Let's say I have one class Foo
that has a bunch of logic in it and another class Bar
which is essentially the same. However, as Foo
and Bar
are different (but related) entities I need the difference to be apparent from my code (i.e. I can tell whether an instance is a Foo
or a Bar
)
As I was whacking this together without much thought I ended up with the following:
public class Foo {
/* constructors, fields, method, logic and what-not */
}
public class Bar extends Foo {
/* nothing here but constructors */
}
Is this OK? Is it better to make Bar
a composite class? e.g:
public class Bar {
private Foo foo;
/* constructors and a bunch of wrapper methods that call
into foo */
}
Or even, while we're at it, something much more low-tech:
public class Foo {
/* constructors, fields, method, logic and what-not */
private boolean isABar; // Could be an enum
}
What do you think? How do you deal with these 'marker classes'?
As an example of how my code may wish to treat Foo
and Bar
differently, my code would need to be able to do stuff like List<Foo>
and List<Bar>
. A Foo
couldn't go in a List<Bar>
and vice versa.
Every class in java extends object class so an empty class will inherits all the functionalities of an Object class . Some other class an extend your empty class . It will have default constructor so obviously you can create a object of it .
The extends keyword extends a class (indicates that a class is inherited from another class). In Java, it is possible to inherit attributes and methods from one class to another. We group the "inheritance concept" into two categories: subclass (child) - the class that inherits from another class.
You can extend a class to provide more specialized behavior. A class that extends another class inherits all the methods and properties of the extended class. In addition, the extending class can override the existing virtual methods by using the override keyword in the method definition.
You extend a class when you want the new class to have all the same features of the original, and something more. The child class may then either add new functionalities, or override some funcionalities of the parent class.

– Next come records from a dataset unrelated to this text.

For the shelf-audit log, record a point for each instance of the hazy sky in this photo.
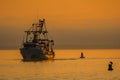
(71, 23)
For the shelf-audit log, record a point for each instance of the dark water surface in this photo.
(66, 66)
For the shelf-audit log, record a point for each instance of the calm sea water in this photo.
(66, 66)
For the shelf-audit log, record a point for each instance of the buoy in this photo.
(110, 66)
(82, 56)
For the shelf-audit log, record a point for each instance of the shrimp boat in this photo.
(36, 44)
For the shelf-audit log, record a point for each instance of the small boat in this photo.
(36, 44)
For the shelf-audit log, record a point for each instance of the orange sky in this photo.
(84, 22)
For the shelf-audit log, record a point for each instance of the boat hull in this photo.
(34, 54)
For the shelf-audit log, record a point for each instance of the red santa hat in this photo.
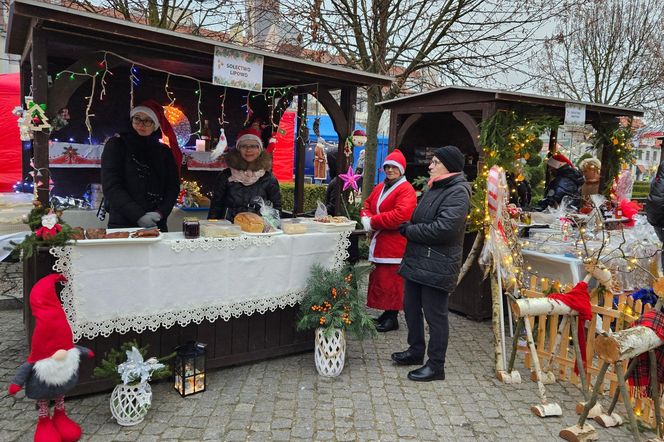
(558, 160)
(52, 331)
(155, 111)
(249, 134)
(397, 160)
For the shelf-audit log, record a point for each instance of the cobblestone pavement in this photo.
(285, 399)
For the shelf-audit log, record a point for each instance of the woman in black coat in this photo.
(247, 178)
(432, 261)
(140, 175)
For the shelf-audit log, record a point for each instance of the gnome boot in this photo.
(69, 430)
(46, 431)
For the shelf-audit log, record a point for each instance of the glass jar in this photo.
(191, 228)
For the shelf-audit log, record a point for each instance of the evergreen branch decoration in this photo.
(331, 301)
(108, 368)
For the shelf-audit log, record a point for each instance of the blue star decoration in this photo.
(350, 179)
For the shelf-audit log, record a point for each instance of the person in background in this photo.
(432, 261)
(567, 181)
(140, 175)
(390, 204)
(654, 206)
(248, 177)
(520, 191)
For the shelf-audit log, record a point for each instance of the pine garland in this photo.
(27, 247)
(331, 301)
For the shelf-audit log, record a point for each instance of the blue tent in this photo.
(328, 133)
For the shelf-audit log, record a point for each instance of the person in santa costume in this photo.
(567, 181)
(51, 369)
(390, 204)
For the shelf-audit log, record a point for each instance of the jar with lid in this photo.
(191, 228)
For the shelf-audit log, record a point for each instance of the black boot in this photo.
(389, 322)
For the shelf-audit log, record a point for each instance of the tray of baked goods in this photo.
(88, 237)
(335, 223)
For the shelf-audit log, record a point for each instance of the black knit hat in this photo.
(451, 157)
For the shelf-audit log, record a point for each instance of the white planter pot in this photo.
(130, 403)
(330, 353)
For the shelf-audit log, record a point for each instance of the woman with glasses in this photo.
(247, 179)
(390, 204)
(139, 174)
(432, 261)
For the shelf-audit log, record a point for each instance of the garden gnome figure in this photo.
(51, 369)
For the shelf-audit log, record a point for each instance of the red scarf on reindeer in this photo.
(578, 299)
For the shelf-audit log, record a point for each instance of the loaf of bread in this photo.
(95, 233)
(77, 233)
(249, 222)
(114, 235)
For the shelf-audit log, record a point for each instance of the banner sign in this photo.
(575, 114)
(237, 69)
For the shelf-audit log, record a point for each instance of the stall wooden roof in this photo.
(73, 31)
(459, 95)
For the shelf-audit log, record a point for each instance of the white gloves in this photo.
(150, 219)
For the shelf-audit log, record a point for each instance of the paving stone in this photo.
(285, 399)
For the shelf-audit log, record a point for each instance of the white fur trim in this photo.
(251, 137)
(395, 164)
(52, 372)
(555, 163)
(147, 111)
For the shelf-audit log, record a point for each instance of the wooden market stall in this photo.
(96, 68)
(422, 122)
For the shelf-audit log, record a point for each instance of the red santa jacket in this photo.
(387, 210)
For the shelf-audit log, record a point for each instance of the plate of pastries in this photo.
(92, 236)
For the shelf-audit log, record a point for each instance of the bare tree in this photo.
(460, 41)
(607, 51)
(204, 17)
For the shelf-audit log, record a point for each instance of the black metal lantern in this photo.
(189, 368)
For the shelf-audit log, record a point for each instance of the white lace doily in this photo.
(210, 312)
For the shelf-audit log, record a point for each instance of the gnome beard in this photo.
(59, 369)
(51, 369)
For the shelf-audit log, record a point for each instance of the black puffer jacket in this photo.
(230, 198)
(567, 182)
(655, 202)
(435, 235)
(138, 175)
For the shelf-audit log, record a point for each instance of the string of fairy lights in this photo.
(277, 98)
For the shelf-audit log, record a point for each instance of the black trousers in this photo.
(432, 302)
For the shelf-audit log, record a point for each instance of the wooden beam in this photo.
(471, 126)
(39, 65)
(300, 151)
(405, 127)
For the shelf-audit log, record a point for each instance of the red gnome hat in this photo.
(558, 160)
(397, 160)
(52, 331)
(167, 130)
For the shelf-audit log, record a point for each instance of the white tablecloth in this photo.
(122, 287)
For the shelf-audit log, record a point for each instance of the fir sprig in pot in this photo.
(332, 306)
(132, 396)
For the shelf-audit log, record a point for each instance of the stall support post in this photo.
(300, 151)
(39, 65)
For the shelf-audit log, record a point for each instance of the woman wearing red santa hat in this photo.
(141, 176)
(51, 369)
(566, 182)
(247, 179)
(390, 204)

In my opinion, it's best if Foo
and Bar
subclass off a common ancestor class (maybe AbstractFoo
), which has all the functionality. What difference in behaviour should exist between Foo
and Bar
? Code that difference as an abstract method in AbstractFoo
, not by using a if
statement in your code.
Example: Rather than this:
if (foo instanceof Bar) {
// Do Bar-specific things
}
Do this instead:
class Bar extends AbstractFoo {
public void specialOp() {
// Do Bar-specific things
}
}
// ...
foo.specialOp();
The benefit of this approach is that if you need a third class, that's much like Foo
but has just a little bit of difference, you don't have to go through all your code and add edit all the if
statements. :-)
It all depends on meaning of the Foo and Bar classes. What they represent, and what's their purpose. Please clarify.
I can imagine situations when each of your solutions and proposed solutions is the right one.